Mutfakta çıkma denilen terfi usulü uygulanırdı.Baş aşçı ve buna bağlı kalfalar ,bölük başları ve şagitler yer alırdı.Mutfaktan mezun olanlar daha yetenekli ise Enderun mektebine ,çıkacak durumda değillerse dışarıda taşrada “çıkma” denen isimle anılır ve iş görürlerdi.Mutfakta sığır eti tercih edilir,keçi ve oğlak da kullanılırdı.Tavuk eti çok tercih edilmezdi.Et çok fazla tüketilir ve gut hastalığı ortaya çıkardı.Zeytinyağı yemeklerde çok kullanılmamakla birlikte tereyağı ve kuyruk yağı kullanılırdı.17.asır kadı sicillerinde, narh defterinde “rugan-I zeyt”diye zeytinyağının adı geçiyordu.Domates çok geç kullanılmaya başlanmış ve salça kullanılamamıştır.Farklı baharatlar kullanılırdı.Tatlandırsın diye yemeklere erik ve meyveler eklenirdi.

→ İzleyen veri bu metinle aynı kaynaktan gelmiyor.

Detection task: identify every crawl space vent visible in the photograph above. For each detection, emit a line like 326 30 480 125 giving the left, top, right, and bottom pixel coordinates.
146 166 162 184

Tatlı yapımı da önemli olup tatlılarda şeker ihtiyacı baldan karşılanırdı.Ramazanda güllaç yapılır aşure de pişirilirdi.Baklava ve kadayıf da yapılırdı.Ayva tatlısının yeri ise apayrı idi.Reçel kültürü de çok yaygındı.
İstanbul’un tahılı ,unu ,buğdayı Dobruca’dan gelirdi.Süt ürünleri,yağ ve peynir Kırım’dan gelirdi.